The figure from below shows a set of three pulleys joined by a cable with one end tied to the roof along one of the pulleys. From the center of the first pulley from the right a block of mass "$m$" is hanging as indicated. Meanwhile the other pulley from the right is supported by a stand where a Force $F$ is pulling to the right. It is known that the mass of the block is $2\,kg$ and it takes $3\,s$ to impact to the ground starting from rest. Given these conditions: Find the value of the force $\vec{F}$. (Assume: $g=10\,\frac{m}{s^2}$).
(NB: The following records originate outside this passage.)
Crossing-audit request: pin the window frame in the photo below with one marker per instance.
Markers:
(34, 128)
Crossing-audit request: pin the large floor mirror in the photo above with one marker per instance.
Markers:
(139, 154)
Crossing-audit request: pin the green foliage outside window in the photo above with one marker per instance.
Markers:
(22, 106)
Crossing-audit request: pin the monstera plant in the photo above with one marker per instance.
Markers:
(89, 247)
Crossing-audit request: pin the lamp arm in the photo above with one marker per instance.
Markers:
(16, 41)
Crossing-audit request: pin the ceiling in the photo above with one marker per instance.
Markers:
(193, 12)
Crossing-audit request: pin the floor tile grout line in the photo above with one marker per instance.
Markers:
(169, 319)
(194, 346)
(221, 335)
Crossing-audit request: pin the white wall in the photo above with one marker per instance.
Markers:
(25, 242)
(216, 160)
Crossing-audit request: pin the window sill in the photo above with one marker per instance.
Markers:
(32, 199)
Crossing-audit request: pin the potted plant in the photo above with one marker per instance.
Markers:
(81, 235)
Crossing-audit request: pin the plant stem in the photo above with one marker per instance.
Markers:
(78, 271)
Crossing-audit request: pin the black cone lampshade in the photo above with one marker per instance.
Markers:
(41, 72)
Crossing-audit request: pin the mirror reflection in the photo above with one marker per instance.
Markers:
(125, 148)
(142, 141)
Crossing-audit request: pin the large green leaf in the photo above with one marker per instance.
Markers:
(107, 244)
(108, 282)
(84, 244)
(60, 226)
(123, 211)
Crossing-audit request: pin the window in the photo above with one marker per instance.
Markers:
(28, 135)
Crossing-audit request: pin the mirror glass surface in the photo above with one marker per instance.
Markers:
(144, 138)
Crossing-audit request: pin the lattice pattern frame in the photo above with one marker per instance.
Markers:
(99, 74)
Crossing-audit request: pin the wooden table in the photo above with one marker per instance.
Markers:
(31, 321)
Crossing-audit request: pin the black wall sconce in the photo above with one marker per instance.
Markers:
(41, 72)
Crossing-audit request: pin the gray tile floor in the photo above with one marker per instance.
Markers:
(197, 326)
The alternatives given are as follows:

$\begin{array}{ll}

1.&4\,N\\

2.&6\,N\\

3.&8\,N\\

4.&10\,N\\

5.&12\,N\\

\end{array}$

What i've attempted to do here was to establish this equation.

$F-mg=ma$

But the problem lies on exactly how to define the acceleration in this system. If I go on this route:

$v_f^2=v_o^2+2a\Delta y$

Then

$v_f^2=0+2a\Delta y$

It can be seen from the graph that $\Delta y = 9\,m$

Therefore this can be plug into the previous equation:

$v_f^2=0+2a (9)$

But it also mentions that the time elapsed to hit the ground is $3\,s$. Therefore:

$v_f=v_o+at$

$v_f=0+3a$

If I were to use this into the preceding equation I end up with:

$(3a)^2=0+2a(9)$

And this does produce a contradiction. What am I doing wrong?. Can someone help me here?.